At last, as fibre after fibre was cut away,
it began to tremble. The children stood breathless and almost pitying as
they saw the shiver, apparently conscious, which followed each blow.
Something of the same callousness of custom with which the fall of a man
is witnessed must blunt one's nature before he can look unmoved upon the
destruction of a familiar tree.
As the dead maple trembled more and more violently, and at last swayed to
and fro in the breathless air, Amy cried, "Webb! Webb! come away!"

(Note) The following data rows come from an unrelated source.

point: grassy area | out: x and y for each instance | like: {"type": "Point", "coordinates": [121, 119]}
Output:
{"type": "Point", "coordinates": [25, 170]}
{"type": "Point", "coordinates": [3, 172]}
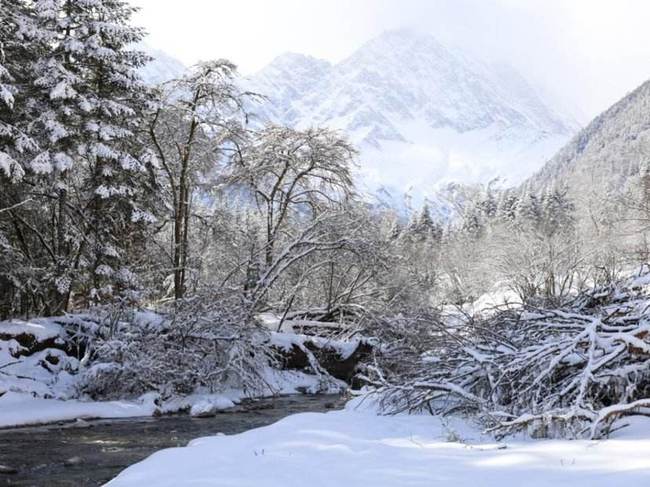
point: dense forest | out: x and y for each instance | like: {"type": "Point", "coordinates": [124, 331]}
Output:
{"type": "Point", "coordinates": [526, 306]}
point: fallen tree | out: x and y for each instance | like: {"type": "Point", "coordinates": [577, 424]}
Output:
{"type": "Point", "coordinates": [570, 371]}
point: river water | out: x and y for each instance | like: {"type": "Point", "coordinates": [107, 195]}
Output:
{"type": "Point", "coordinates": [92, 453]}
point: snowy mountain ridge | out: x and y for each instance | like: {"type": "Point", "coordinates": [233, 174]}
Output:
{"type": "Point", "coordinates": [420, 114]}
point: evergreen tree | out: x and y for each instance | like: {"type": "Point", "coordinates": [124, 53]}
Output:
{"type": "Point", "coordinates": [75, 105]}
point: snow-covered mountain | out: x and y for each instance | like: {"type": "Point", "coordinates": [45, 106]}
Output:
{"type": "Point", "coordinates": [161, 68]}
{"type": "Point", "coordinates": [421, 114]}
{"type": "Point", "coordinates": [611, 150]}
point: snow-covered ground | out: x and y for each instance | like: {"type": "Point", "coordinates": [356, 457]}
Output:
{"type": "Point", "coordinates": [22, 408]}
{"type": "Point", "coordinates": [360, 448]}
{"type": "Point", "coordinates": [41, 385]}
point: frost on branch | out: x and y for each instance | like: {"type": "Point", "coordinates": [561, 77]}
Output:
{"type": "Point", "coordinates": [570, 371]}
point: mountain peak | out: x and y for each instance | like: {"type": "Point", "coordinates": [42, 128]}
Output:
{"type": "Point", "coordinates": [421, 113]}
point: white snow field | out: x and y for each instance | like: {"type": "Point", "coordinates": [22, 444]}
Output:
{"type": "Point", "coordinates": [359, 448]}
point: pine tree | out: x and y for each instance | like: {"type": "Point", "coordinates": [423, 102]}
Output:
{"type": "Point", "coordinates": [76, 104]}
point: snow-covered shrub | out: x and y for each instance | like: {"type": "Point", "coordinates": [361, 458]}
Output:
{"type": "Point", "coordinates": [198, 343]}
{"type": "Point", "coordinates": [566, 371]}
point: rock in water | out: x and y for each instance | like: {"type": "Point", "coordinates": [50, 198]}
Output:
{"type": "Point", "coordinates": [72, 461]}
{"type": "Point", "coordinates": [5, 469]}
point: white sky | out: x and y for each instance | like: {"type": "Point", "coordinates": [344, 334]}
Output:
{"type": "Point", "coordinates": [586, 53]}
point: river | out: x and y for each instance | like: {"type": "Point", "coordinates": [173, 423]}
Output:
{"type": "Point", "coordinates": [85, 454]}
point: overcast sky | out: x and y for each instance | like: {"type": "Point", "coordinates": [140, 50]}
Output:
{"type": "Point", "coordinates": [586, 53]}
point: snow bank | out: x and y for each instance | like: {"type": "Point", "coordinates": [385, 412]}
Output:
{"type": "Point", "coordinates": [358, 448]}
{"type": "Point", "coordinates": [20, 409]}
{"type": "Point", "coordinates": [41, 330]}
{"type": "Point", "coordinates": [24, 408]}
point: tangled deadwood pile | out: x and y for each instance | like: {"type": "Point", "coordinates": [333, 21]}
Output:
{"type": "Point", "coordinates": [570, 371]}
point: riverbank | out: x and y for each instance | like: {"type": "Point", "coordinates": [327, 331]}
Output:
{"type": "Point", "coordinates": [359, 448]}
{"type": "Point", "coordinates": [90, 453]}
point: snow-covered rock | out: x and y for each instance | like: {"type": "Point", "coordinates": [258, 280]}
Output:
{"type": "Point", "coordinates": [210, 406]}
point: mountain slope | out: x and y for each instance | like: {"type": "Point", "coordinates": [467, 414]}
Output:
{"type": "Point", "coordinates": [161, 68]}
{"type": "Point", "coordinates": [608, 152]}
{"type": "Point", "coordinates": [421, 114]}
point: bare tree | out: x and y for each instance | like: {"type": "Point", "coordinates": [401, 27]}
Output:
{"type": "Point", "coordinates": [298, 181]}
{"type": "Point", "coordinates": [196, 120]}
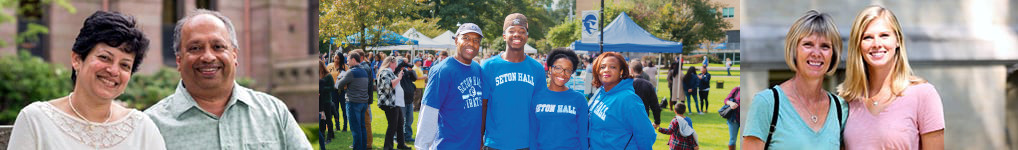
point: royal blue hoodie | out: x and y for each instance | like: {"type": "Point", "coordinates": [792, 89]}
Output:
{"type": "Point", "coordinates": [619, 119]}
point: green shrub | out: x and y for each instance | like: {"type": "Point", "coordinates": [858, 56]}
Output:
{"type": "Point", "coordinates": [27, 79]}
{"type": "Point", "coordinates": [310, 131]}
{"type": "Point", "coordinates": [146, 90]}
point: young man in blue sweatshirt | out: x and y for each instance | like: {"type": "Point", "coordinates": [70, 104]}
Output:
{"type": "Point", "coordinates": [451, 107]}
{"type": "Point", "coordinates": [513, 79]}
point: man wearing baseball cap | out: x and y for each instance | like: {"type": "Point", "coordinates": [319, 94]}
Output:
{"type": "Point", "coordinates": [512, 78]}
{"type": "Point", "coordinates": [451, 107]}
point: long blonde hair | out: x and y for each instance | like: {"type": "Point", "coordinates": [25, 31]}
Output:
{"type": "Point", "coordinates": [856, 84]}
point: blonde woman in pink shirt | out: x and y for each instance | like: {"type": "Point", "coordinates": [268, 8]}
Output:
{"type": "Point", "coordinates": [889, 106]}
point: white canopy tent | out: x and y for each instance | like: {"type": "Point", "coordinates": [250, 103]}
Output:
{"type": "Point", "coordinates": [529, 49]}
{"type": "Point", "coordinates": [423, 43]}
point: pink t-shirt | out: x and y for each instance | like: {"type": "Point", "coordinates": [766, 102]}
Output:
{"type": "Point", "coordinates": [899, 126]}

She had hardly spoken when, with a slow and stately motion, the lofty
head bowed; there was a rush through the air, an echoing crash upon the
rocks. She sprang forward with a slight cry, but Webb, leaning his axe on
the prostrate bole, looked smilingly at her, and said, "Why, Amy, there
is no more danger in this work than in cutting a stalk of corn, if one
knows how."
"There appears to be more," she replied. "I never saw a large tree cut
down before, but have certainly read of people being crushed. Does it
often happen?"
"No, indeed."
"By the way, Amy," said Leonard, "the wood-chopper that you visited with
me is doing so well that we shall give him work on the farm this summer.
There was a little wheat in all that chaff of a man, and it's beginning
to grow. But the wife is a case. He says he would like to work where he
can see you occasionally."
"I have been there twice with Webb since, and shall go oftener when the
roads are better," she replied, simply.